WARNING: idt[0x2d](nt!KiDebugService) can happen inside my call gate code
(with IF=0) because I am using DbgPrint. This is not a risk, no worries.
When caller is kernel mode (with IF=0), KiTrap03DebugService keeps IF=0.
------[ cgateloop 1.1
Sources: dregate\Bochs\Bochs_own_files\ins_cgateloop\instrument\example0
As Gynvael said:
" The IF flag is not reset, which creates a small but existing race
condition Windows - after the CALL FAR, but before explicitly disabling the
IF (cli). I admit that it is possible, but I would judge that the
probability is rather small "
This is right, but I created a project called cgateloop to check/force
the race condition.
cgateloop is very simple:
************************
while (1)
{
CALL FAR from user mode --> RETF from the call gate (kernel mode)
^ |
|______________|
}
************************
So, EIP makes the following trip:
while(1)
{
EIP=CALL FAR <- (ring3) an interrupt at this point is not dangerous
EIP=RETF <- (ring0) if this instruction is interrupted the system can BSOD
}
How to test it?
Just execute inside Bochs:
""""""""""""""""""""""
cgateloop_silence.bat
""""""""""""""""""""""
cgateloop execution will cause a BSOD in 1-2 minutes.
Note: If you want force the race condition early, just use the PC while
cgateloop is running: open browser, notepad, press keys on keyboard ....
1-2 minutes for a BSOD... So, As Gynvael said: "it's rather small" :D
Why the BSOD? When EIP is at the call gate RETF the call gate code can be
interrupted (because CALL FAR doesn't disable interrupts).

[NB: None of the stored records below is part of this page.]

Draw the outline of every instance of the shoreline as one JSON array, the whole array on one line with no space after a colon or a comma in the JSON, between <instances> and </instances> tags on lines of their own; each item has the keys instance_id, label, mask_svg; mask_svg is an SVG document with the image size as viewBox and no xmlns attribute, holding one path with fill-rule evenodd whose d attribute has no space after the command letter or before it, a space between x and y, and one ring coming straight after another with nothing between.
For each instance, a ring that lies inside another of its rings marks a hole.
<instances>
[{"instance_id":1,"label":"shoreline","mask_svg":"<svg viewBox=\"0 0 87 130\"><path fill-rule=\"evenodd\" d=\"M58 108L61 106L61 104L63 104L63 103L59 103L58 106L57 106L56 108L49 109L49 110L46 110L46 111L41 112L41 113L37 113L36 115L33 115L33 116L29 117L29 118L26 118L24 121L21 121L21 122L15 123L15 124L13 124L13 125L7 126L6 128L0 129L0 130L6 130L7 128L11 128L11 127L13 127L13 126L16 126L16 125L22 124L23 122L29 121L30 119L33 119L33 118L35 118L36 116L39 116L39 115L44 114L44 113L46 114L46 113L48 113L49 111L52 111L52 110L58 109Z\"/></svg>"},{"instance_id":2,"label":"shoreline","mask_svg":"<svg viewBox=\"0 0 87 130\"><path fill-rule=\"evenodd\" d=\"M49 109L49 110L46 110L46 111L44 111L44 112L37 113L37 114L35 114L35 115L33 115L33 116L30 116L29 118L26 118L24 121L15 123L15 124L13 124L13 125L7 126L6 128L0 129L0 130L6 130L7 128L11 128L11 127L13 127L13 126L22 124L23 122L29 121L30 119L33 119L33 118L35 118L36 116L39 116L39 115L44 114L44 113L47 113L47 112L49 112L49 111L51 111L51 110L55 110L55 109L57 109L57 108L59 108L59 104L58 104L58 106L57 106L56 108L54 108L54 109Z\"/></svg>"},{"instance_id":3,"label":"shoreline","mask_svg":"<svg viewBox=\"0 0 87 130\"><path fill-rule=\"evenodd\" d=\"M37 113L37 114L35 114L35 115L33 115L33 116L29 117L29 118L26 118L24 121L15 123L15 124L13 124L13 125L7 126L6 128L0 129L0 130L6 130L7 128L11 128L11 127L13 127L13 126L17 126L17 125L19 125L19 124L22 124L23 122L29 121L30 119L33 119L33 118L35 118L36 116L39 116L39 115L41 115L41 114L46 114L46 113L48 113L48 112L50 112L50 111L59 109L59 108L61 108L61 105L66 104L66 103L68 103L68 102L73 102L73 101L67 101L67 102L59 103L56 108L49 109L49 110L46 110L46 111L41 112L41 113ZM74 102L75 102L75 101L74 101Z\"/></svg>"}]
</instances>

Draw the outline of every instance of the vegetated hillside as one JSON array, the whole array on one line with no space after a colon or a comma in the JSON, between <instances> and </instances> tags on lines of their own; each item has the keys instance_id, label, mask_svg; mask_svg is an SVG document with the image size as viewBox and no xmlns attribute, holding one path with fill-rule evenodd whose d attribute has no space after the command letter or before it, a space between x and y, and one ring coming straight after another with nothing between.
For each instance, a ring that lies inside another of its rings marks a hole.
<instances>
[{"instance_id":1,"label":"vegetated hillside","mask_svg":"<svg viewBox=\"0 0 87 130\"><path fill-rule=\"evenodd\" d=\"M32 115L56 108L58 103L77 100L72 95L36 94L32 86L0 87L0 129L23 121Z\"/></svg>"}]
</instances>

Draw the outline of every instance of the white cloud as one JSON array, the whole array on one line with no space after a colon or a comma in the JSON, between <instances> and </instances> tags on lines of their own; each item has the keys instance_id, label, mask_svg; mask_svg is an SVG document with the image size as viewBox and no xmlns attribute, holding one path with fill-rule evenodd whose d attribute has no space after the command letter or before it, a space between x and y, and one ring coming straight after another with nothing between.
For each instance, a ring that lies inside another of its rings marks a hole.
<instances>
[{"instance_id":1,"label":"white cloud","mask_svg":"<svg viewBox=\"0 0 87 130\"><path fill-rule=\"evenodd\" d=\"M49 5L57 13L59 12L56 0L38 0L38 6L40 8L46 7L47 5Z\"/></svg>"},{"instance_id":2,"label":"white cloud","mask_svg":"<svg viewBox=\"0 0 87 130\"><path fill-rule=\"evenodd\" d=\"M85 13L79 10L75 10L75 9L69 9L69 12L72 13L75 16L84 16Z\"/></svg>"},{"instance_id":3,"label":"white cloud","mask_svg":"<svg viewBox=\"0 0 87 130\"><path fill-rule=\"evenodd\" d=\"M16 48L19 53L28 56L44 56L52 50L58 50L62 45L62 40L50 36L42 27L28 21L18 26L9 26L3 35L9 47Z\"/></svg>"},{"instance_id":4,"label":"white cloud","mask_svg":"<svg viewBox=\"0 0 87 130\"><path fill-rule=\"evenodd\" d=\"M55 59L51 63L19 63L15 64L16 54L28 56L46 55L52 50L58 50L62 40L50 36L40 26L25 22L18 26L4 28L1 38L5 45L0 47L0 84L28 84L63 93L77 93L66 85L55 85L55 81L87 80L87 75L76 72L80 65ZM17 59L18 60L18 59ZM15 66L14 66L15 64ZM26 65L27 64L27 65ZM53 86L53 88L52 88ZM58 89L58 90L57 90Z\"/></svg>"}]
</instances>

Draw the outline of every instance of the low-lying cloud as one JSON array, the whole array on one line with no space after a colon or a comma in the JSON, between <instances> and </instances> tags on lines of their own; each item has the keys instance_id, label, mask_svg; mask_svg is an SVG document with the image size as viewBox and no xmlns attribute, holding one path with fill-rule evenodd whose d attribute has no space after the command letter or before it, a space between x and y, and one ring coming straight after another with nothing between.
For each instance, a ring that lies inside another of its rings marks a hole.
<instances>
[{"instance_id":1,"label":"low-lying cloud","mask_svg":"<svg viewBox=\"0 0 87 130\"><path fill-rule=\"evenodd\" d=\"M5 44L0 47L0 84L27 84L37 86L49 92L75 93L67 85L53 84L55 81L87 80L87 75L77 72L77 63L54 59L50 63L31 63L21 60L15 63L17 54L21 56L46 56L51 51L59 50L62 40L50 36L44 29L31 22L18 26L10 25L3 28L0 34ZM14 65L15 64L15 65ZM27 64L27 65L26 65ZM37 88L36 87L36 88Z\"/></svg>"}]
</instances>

For example it can be interrupted by:
*********************************************
d1: hal!HalpClockInterrupt
a3: i8042prt!I8042MouseInterruptService
62: atapi!IdePortInterrupt
93: i8042prt!I8042KeyboardInterruptService
...
*********************************************
As I said, the call gate code is executing in ring0, but not in a legal
way, so chaotic things can happen. There is no trap frame, maybe bad
segment values, registers with ring3 info, etc.
Result: a nice BSOD in your face, Indy is happy!
To research the crash reason I coded an instrumentation for Bochs
"""""""""""""""""""""""""""""""""""""""""""""""""""""""""""""""""""""""""""
Bochs is a highly portable open source IA-32 (x86) PC emulator written in
C++, that runs on most popular platforms. It includes emulation of the
Intel x86 CPU, common I/O devices, and a custom BIOS. Bochs can be compiled
to emulate many different x86 CPUs, from early 386 to the most recent
x86-64 Intel and AMD processors which may even not reached the market yet.
"""""""""""""""""""""""""""""""""""""""""""""""""""""""""""""""""""""""""""
Why not QEMU? well, Bochs is a pure emulator, so we have more control.
Trust me, we have more control in Bochs vs QEMU.
Bochs is very powerful and easy to use/instrument but it's slow as hell.
Btw! Bochs is now on Github! We will be glad to see your contribution:
https://github.com/bochs-emu/Bochs
My instrumentation for cgateloop detects when a interrupts happens between
CALL FAR <---> RETF
It will then break into the debugger for inspection (it also prints some
useful contextual information)
Example of use:
1. Copy cgateloop project to a Windows XP Bochs machine (MUST use only 1
core)
2. Copy Windows XP Bochs machine to Bochs-cgateloop\winxp.img
3. Run Bochs-cgateloop\Bochs.bat
This runs my own Bochs version (for a x64 Windows host) with debugger
support + cgateloop instrumentation
when Debugger breaks on Start just type: c
4. Run cgateloop_silence.bat
5. Wait for the Bochs Debugger to break
------[ cagrackme 1.1
Sources: dregate\Bochs\Bochs_own_files\ins_cagrackme\instrument\example0
Based on my old cagrackme 1.0 for x32 WinXP SP3:
https://github.com/therealdreg/cagrackme
This was my first crackme using my concept of "stable call gate"
To test it just execute:
""""""""""""""""""""""""
cagrackme.bat
""""""""""""""""""""""""
Of course the cagrackme source code will be published with this paper
After you enter a bad code/password, this POC is like cgateloop but with
our stable call gate method:
***************************************************************************
while (1)
{
[ usermode ] [ kernel mode ]
CALL FAR -> call gate EP -> KiTrap01 CALL/JMP FAR -> call gate EP
^ |
|_____________________________________________________|
}
***************************************************************************
This POC never crashes/BSODs the system. I promise, I tested it for 1 week
without any crash (I was using the OS at same time).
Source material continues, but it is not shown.